User data flows app → RudderStack → {PostHog, ai-engine}. PostHog stays the analytics/eval sink, it is not queried at request time. Serving uses path B (online): events are normalized and buffered, the user model is rebuilt incrementally, and recommendations read a materialized model with no rebuild on the hot path.

flowchart TB
    app["In-memorial app"]
    rs["RudderStack"]
    ph["PostHog<br/>(analytics, not on hot path)"]

    app -->|track events| rs
    rs --> ph

    subgraph engine["ai-engine (serving)"]
        direction TB
        wh["/api/ingest webhook"]
        norm["normalize_events<br/>(rudderstack adapter)"]
        buf[("EventBuffer<br/>Redis sorted set")]
        upd["UserModelUpdater.refresh<br/>(build_user_signals, pure)"]
        ums[("UserModelStore<br/>Redis JSON")]
        rec["Recommender.recommend"]
    end

    rs -->|webhook| wh --> norm --> buf
    buf --> upd
    upd -->|save| ums
    ums -->|fast read, no rebuild| rec
    rec --> out["Recommendation"]

    classDef store fill:#EFEAE0,stroke:#A8895B,color:#423D34;
    class buf,ums store;

Why two stores

Store Type Role
EventBuffer Redis sorted set, score = timestamp Hot per-user event window (default 30 days, auto-pruned). The raw material.
UserModelStore Redis JSON, TTL ~7 days Materialized UserSignals: the answer, read directly at serve time.

Both are ports (EventSource, UserModelStore).
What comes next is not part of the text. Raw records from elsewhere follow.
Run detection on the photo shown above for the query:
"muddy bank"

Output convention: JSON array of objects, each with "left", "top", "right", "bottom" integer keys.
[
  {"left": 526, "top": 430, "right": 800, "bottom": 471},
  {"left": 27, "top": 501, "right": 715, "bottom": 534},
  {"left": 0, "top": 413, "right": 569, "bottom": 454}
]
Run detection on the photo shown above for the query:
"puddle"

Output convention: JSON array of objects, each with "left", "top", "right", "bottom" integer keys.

Tests swap in FakeEventSource + InMemoryUserModelStore; production swaps in Redis, without touching ranking.

Two sides, one brain

sequenceDiagram
    autonumber
    participant RS as RudderStack
    participant API as api.ingest
    participant UP as UserModelUpdater
    participant B as EventBuffer (Redis)
    participant M as UserModelStore (Redis)
    participant R as Recommender
    participant C as ContentStore (Qdrant)

    Note over RS,M: INGEST side (write)
    RS->>API: webhook batch
    API->>API: normalize_events()
    API->>B: append(InteractionEvent…)
    API->>UP: refresh(user_id)
    UP->>B: fetch_events(user_id)
    UP->>C: get(touched content)
    UP->>UP: build_user_signals() (pure)
    UP->>M: save_signals(UserSignals)

    Note over R,C: SERVE side (read)
    R->>M: get_signals(user_id)
    R->>R: recommend_for_signals() (pure)
    R->>C: search_vector + search_tags
    R-->>API: Recommendation

The ingest side rebuilds from the buffer every refresh, so build_user_signals stays the single source of truth, no incremental drift between "what we stored" and "what a full recompute would give."

Rebuild-from-buffer rationale

  • Determinism: the model is always a pure function of the buffered events + content, testable with golden fixtures.
  • Schema evolution: change the signal math, and the next refresh re-derives every user's model from raw events; no migration of derived state.
  • Cheap reads: the recommender never folds events at request time; it reads one JSON blob and runs scoring.

Status

Core is implemented and tested offline. Not yet wired: the live FastAPI webhook against real Redis/Qdrant config, the geo scorer, and any learned ranker. The composition root (composition.py) falls back to in-memory fakes when REDIS_URL / QDRANT_API_URL are unset, so the full pipeline runs locally with no infra.